1. Introduction

It is a clinically significant problem that a certain number of benign renal mass are surgically resected under the clinical diagnosis of renal cell carcinoma (RCC). Bauman et al. have reported that 14.1% of cases in which partial nephrectomy is performed under a diagnosis of RCC are pathologically benign [1]. Renal oncocytoma (RO) accounts for 5–7% of renal epithelial neoplasms and is the most common benign renal mass in Western countries [2,3]. Chromophobe RCC (ChRCC), in contrast, is a malignant tumor with metastatic potential, accounting for 6–8% of renal epithelial neoplasms [4]. Both ChRCC and RO are thought to arise from mesenchymal cells of the cortical collecting duct epithelium and have similar radiological and pathological features [5]. Therefore, the preoperative differential diagnosis of ChRCC and RO is one of the greatest diagnostic challenges related to renal tumors. Although percutaneous needle renal biopsy is an established diagnostic method for renal tumors, a previous study showed that about one-fourth of suspected RO cases by renal biopsy were diagnosed with RCC by surgical pathology, suggesting that it can be unreliable in differentiating ChRCC from RO [6]. Advances in radiographic analysis are desired, especially as a means of reducing the invasiveness of diagnosis.
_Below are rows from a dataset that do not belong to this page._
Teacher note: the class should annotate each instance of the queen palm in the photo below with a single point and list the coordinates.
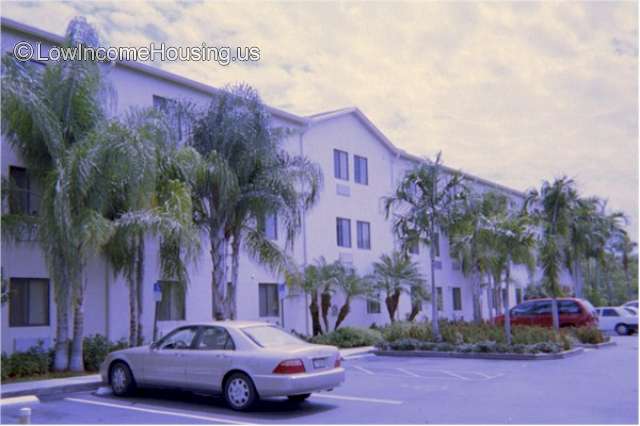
(241, 175)
(423, 204)
(54, 117)
(393, 275)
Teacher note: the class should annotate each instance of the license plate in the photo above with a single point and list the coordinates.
(320, 363)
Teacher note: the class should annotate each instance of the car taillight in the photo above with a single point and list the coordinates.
(290, 366)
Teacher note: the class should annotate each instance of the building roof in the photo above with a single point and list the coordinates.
(307, 121)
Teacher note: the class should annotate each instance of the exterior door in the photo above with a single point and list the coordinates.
(166, 362)
(210, 359)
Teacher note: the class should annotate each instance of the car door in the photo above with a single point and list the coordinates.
(165, 364)
(570, 313)
(210, 359)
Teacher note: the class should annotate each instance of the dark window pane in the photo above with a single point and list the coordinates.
(269, 300)
(28, 302)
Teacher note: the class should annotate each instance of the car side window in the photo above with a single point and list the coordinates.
(178, 339)
(215, 338)
(568, 307)
(542, 308)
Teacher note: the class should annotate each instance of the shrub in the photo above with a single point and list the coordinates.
(34, 361)
(589, 335)
(96, 348)
(349, 337)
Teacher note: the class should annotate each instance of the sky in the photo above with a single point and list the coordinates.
(516, 93)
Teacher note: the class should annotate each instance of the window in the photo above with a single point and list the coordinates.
(215, 338)
(269, 300)
(360, 170)
(181, 338)
(456, 292)
(343, 229)
(28, 302)
(21, 199)
(364, 237)
(373, 305)
(177, 118)
(341, 164)
(269, 226)
(568, 307)
(435, 243)
(414, 247)
(172, 305)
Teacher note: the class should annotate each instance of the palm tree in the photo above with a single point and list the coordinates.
(423, 204)
(318, 280)
(394, 274)
(553, 208)
(242, 174)
(352, 285)
(54, 117)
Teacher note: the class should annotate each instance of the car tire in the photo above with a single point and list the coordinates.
(121, 379)
(299, 398)
(239, 392)
(622, 329)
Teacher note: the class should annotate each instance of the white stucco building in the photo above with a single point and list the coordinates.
(360, 167)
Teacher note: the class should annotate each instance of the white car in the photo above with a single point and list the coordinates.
(244, 360)
(618, 319)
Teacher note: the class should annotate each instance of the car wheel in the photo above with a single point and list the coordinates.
(121, 379)
(622, 329)
(239, 392)
(298, 398)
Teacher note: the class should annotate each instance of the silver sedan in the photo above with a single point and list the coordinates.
(244, 360)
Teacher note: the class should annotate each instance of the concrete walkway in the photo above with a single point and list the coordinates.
(93, 381)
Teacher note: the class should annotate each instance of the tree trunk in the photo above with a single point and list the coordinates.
(230, 298)
(61, 360)
(435, 326)
(507, 313)
(139, 336)
(477, 308)
(490, 299)
(76, 362)
(415, 310)
(344, 311)
(218, 265)
(325, 305)
(133, 311)
(392, 301)
(315, 314)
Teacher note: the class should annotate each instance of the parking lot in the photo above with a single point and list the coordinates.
(599, 386)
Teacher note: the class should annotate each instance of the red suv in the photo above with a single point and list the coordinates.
(573, 313)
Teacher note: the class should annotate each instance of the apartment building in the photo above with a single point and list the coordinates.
(360, 166)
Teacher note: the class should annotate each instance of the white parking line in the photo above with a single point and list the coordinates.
(357, 398)
(27, 399)
(364, 370)
(163, 412)
(455, 375)
(402, 370)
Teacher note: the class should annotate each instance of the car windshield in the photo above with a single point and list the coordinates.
(269, 336)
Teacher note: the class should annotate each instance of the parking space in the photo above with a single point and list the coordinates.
(600, 386)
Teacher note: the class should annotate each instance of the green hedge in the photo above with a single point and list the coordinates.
(349, 337)
(38, 361)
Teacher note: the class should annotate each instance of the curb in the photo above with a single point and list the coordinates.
(596, 345)
(493, 356)
(52, 390)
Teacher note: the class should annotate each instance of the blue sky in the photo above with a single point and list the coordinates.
(513, 92)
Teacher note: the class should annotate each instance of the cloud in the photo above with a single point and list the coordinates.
(514, 92)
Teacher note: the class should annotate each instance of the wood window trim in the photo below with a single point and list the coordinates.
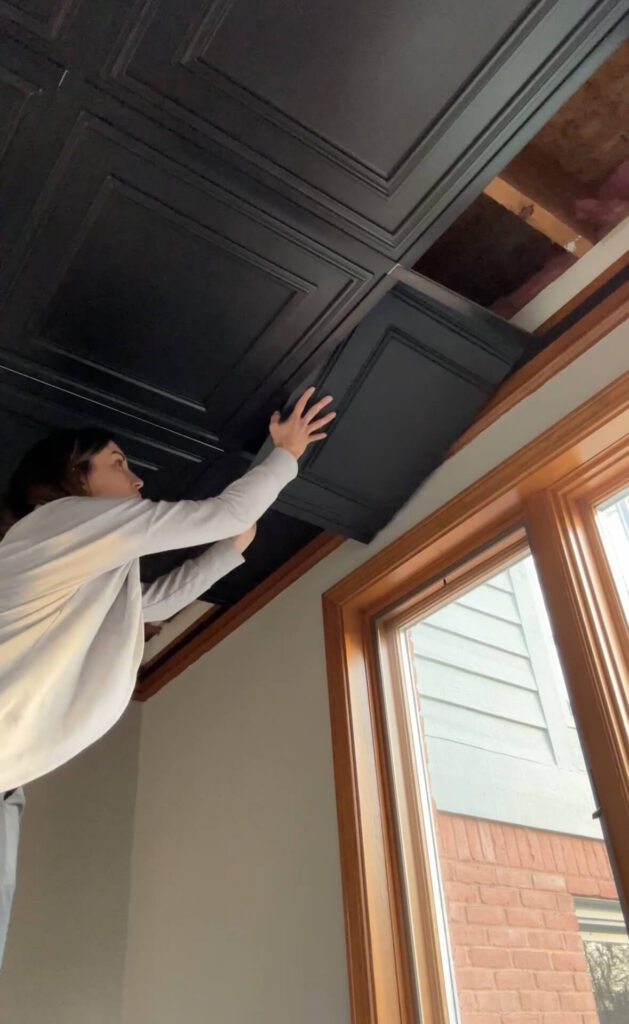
(546, 485)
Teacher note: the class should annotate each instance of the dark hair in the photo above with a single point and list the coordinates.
(55, 467)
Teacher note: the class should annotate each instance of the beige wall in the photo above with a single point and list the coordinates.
(67, 941)
(236, 910)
Diffusion-weighted imaging (DWI) is a functional imaging technique that assesses the restriction of free water movement in tissues. The apparent diffusion coefficient (ADC) value, a quantitative parameter of the DWI signal, has been reported to be useful in assessing the biological and histological aggressiveness of various types of tumors, including renal tumors, and can be an imaging biomarker that reflects certain characteristics of the tumor [7,8,9]. Previous studies have suggested that the mean ADC value, one of the imaging features obtained from ADC maps, may be useful in distinguishing between ChRCC and RO [10,11,12]. To the best of our knowledge, however, no study has yet evaluated the usefulness of comprehensively analyzed image features of ADC maps.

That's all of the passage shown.